# Gating Evaluation
This notebook evaluates the accuracy of the gating network used by FinMoE

In [1]:
import torch
from pathlib import Path
from transformers import AutoTokenizer
from tqdm import tqdm

from evals import load_eval_dataset
from FinMoE import FinMoE
from utils import get_dataset_args

assert torch.cuda.is_available(), "CUDA not installed"
device = torch.device("cuda")

seed = 42
torch.manual_seed(seed)

MAX_LENGTH = 512

model_id = "meta-llama/Llama-3.2-1B"
tokenizer = AutoTokenizer.from_pretrained(model_id)
if tokenizer.pad_token is None:
    tokenizer.pad_token = tokenizer.eos_token

hub_basepath = Path(r"C:\Users\samba\.cache\huggingface\hub")
args = get_dataset_args(tokenizer, hub_basepath)

In [3]:
ckpt_path = Path(rf"D:/models/FinMoE-v2") / "checkpoint-14360"
finMoE_model = FinMoE.load_pretrained(ckpt_path).to(device).eval()

In [None]:
dataset_ids = ["FPB", "Headline", "Topics"]
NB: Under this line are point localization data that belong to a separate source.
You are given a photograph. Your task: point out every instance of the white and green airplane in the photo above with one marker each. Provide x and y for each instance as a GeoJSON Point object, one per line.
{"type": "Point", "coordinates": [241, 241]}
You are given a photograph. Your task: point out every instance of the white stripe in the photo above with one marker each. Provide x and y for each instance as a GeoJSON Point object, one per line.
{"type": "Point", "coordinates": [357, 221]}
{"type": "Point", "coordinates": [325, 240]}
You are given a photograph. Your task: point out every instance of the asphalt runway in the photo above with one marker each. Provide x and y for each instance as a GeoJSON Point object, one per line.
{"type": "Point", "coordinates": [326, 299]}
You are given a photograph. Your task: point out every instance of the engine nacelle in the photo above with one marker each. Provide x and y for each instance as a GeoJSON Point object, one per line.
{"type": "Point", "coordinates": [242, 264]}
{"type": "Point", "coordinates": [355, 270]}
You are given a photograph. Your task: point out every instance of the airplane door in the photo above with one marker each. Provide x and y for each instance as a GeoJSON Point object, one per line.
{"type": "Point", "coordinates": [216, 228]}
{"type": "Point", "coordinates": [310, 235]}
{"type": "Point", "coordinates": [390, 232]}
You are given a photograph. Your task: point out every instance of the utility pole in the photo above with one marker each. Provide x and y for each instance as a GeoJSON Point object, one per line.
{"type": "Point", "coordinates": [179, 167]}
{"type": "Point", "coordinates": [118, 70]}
for expert_idx, dataset_id in enumerate(dataset_ids):
    testset = load_eval_dataset(tokenizer, dataset_id, args)

    correct = 0
    total = 0
    progbar = tqdm(testset)
    for example in progbar:
        input_ids = torch.tensor(example["input_ids"]).to(device)
        attn_mask = torch.tensor(example["attention_mask"]).to(device)
        gate_scores, top1_indices = finMoE_model.gate.forward(input_ids, attn_mask)

        correct += (torch.argmax(gate_scores, dim=-1) == expert_idx).sum()
        total += gate_scores.size(0)
        progbar.set_description(f"{correct/total*100:.2f}")
    
    print(f"Gate Accuracy for expert {expert_idx} {dataset_id}: {correct / total * 100:.2f}")

Loading Topics from path C:\Users\samba\.cache\huggingface\hub\datasets--Sujet--TopicClassification


Map:   0%|          | 0/850 [00:00<?, ? examples/s]

Map:   0%|          | 0/850 [00:00<?, ? examples/s]

0.00: 100%|██████████| 850/850 [00:45<00:00, 18.70it/s]

Gate Accuracy for expert 2 Topics: 0.00





### Gating network weights

In [9]:
finMoE_model.gate.w_gate.weight.sum(dim=1)

tensor([ 0.7107, -0.9033,  0.2338], device='cuda:0', grad_fn=<SumBackward1>)

In [8]:
finMoE_model.gate.w_gate.bias

Parameter containing:
tensor([-0.0235,  0.0092, -0.0074], device='cuda:0', requires_grad=True)